In a decision of 7 September 2010, the Dutch Patent Office (NL Octrooicentrum) on appeal confirmed its earlier decision to not grant a supplementary protection certificate (SPC) for the medicinal product tocilizumab, a humanized monoclonal antibody against the human interleukin-6 receptor, which is approved as a human rheumatoid arthritis drug.
The applicant had requested an SPC based on a basic patent claiming “a monoclonal antibody to human interleukin-6 receptor”. The Patent Office refused to grant an SPC because in its opinion the product tocilizumab was not protected by the basic patent under Article 3 (a) of the SPC Regulation, because it was not part of the “subject-matter” of the basic patent. Although the wording of the claims reads “a monoclonal antibody”, and it was not in dispute that tocilizumab is in fact a monoclonal antibody, the Patent Office was of the opinion that the claim term “monoclonal antibody”, read in the context of the patent description and examples, should be interpreted as being limited to monoclonal antibodies of murine origin. The reason for this being that the patent merely discloses examples of murine antibodies and a process for the production of antibodies involving hybridoma cell lines producing murine antibodies. The patent does in the opinion of the Patent Office not disclose a humanized monoclonal anti-interleukin-6-receptor antibody and therefore such a humanized antibody cannot be “protected by” this basic patent. The Patent Office referred to another case, on the application of an SPC for another humanized antibody, trastuzumab, in which the SPC was refused because the basic patent was limited to murine antibodies.
On appeal, the applicant argued that any monoclonal antibody against the human IL-6 receptor, so also a humanized antibody, would by literal wording fall within the claim, which reads on “monoclonal antibodies”. The trastuzumab case was not a case in point because the claims of the basic patent in that case, unlike in the case at hand, were literally limited to murine antibodies. Moreover, the applicant argued that the Patent Office used the wrong test for Article 3(a), as it should have assessed the scope of protection under Article 69 EPC and not the “subject-matter” of the patent. Moreover, a relevant fact according to the appellant was that the SPC was granted in a number of other countries, among which the UK and Germany.
The Patent Office denied the appellant’s arguments largely by repeating its earlier viewpoints. It added reference to the objective of the Regulation, i.e. to compensate a patentee for the time and effort involved in developing an approved pharmaceutical product. In this context it referred to a later patent (different patentee) which disclosed humanized anti-interleukin antibodies for which an SPC was indeed granted. This fact would concur with the objective of the Regulation because the patentee in that case had gone through the effort of producing a humanized antibody (which was approved, whereas a murine version of this antibody was apparently never approved for human use), which is something the applicant did not do.
Many comments can be made on this decision.

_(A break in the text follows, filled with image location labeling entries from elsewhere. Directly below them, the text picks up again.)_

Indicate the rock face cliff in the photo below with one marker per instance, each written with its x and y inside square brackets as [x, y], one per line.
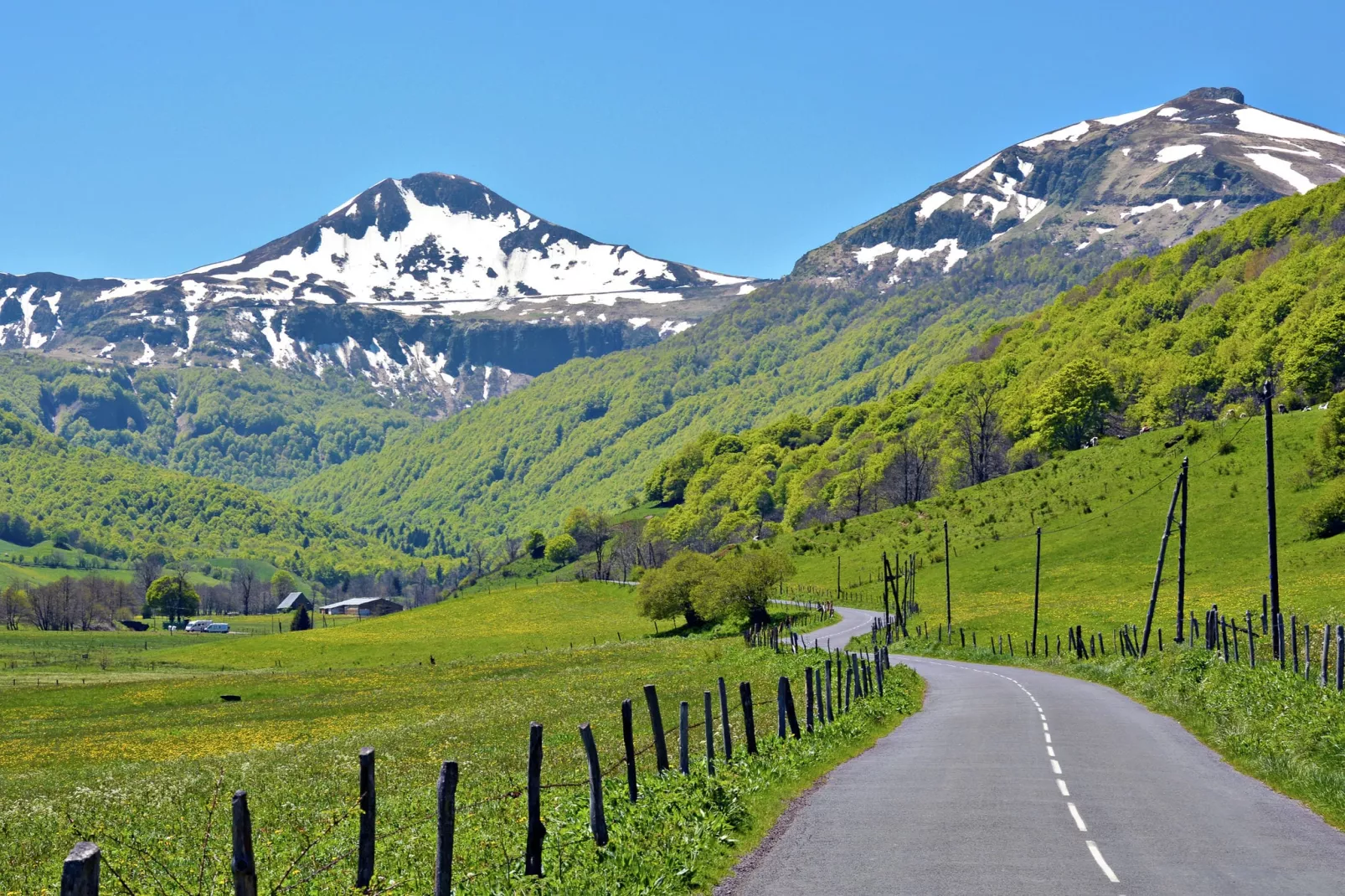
[430, 284]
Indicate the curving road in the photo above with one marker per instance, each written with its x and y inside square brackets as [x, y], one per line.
[1014, 780]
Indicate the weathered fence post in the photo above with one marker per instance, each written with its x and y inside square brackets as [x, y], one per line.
[830, 716]
[709, 732]
[1036, 595]
[244, 865]
[597, 818]
[724, 721]
[661, 744]
[365, 865]
[1251, 641]
[1270, 502]
[1340, 658]
[80, 873]
[628, 736]
[683, 749]
[1181, 552]
[1158, 572]
[535, 829]
[788, 707]
[947, 578]
[446, 798]
[748, 720]
[807, 693]
[1327, 653]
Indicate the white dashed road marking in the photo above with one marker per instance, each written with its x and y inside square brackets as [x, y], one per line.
[1054, 767]
[1102, 863]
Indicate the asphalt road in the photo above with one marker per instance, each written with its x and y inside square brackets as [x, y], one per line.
[1013, 780]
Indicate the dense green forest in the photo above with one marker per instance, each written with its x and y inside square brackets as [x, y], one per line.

A few of them are in order in the scope of this case comment.
In the first place, it appears that the Patent Office refuses to use the “infringement test”, i.e. determining the scope of protection under Article 69 EPC (as this test was for instance used by Justice Kitchin in the matter of the Gilead SPC application – 31 July 2008  EWHC 1902 (Pat)). The test that the Patent Office purports to use resembles more closely the test used by Justice Jacob in Takeda – 2 April 2003  EWHC 649 (Pat) the “is-it-disclosed?”-test). This matter has proven to be controversial and of particular interest in the case of combination products vs. basic patents claiming only one of the components of the combination. On appeal from Justice Kitchin’s decision in Medeva’s SPC application, the court of appeal decided to refer questions to the ECJ as to what test should be used to determine whether a product is protected by the basic patent – 23 June 2010  EWCA Civ 700). However, going from the wording of the above Patent Office decision, the applicable test may not have been decisive, because the Patent Office considers that the claims read in the context of the patent specification should be interpreted as being limited to murine antibodies; a result it could just as well have reached applying Article 69 EPC.
Secondly, the Patent Office, in referring to the later patent in the name of different party, disclosing a humanized anti-IL-6 receptor antibody, which party was in its view rightfully awarded with an SPC, seems to link the efforts and time involved in developing a medicine to entitlement to an SPC. This is remarkable in view of the fact that the SPC can only be granted to the owner of the basic patent, whereas the developer and manufacturer of a human medicine is more often than not a third party, as is the market authorization holder. Many granted SPCs are owned by parties that have never developed a pharmaceutical product.
Thirdly, this decision of the Patent Office differs from earlier decisions in which SPCs were granted for humanized or human antibodies invoking a basic patent that merely discloses murine antibodies and the “traditional” production of antibodies by hybridoma cell lines. The latter practice seems fair because patents applied for in the pioneering days of monoclonal antibody research in the 1980s, usually only disclosed murine antibodies, and not methods of humanization of antibodies because murine antibodies were common in research at that time. It would seem unfair when the applicants of a whole generation of pioneering patents would be denied SPC protection because later developments improved monoclonal antibodies by humanizing them.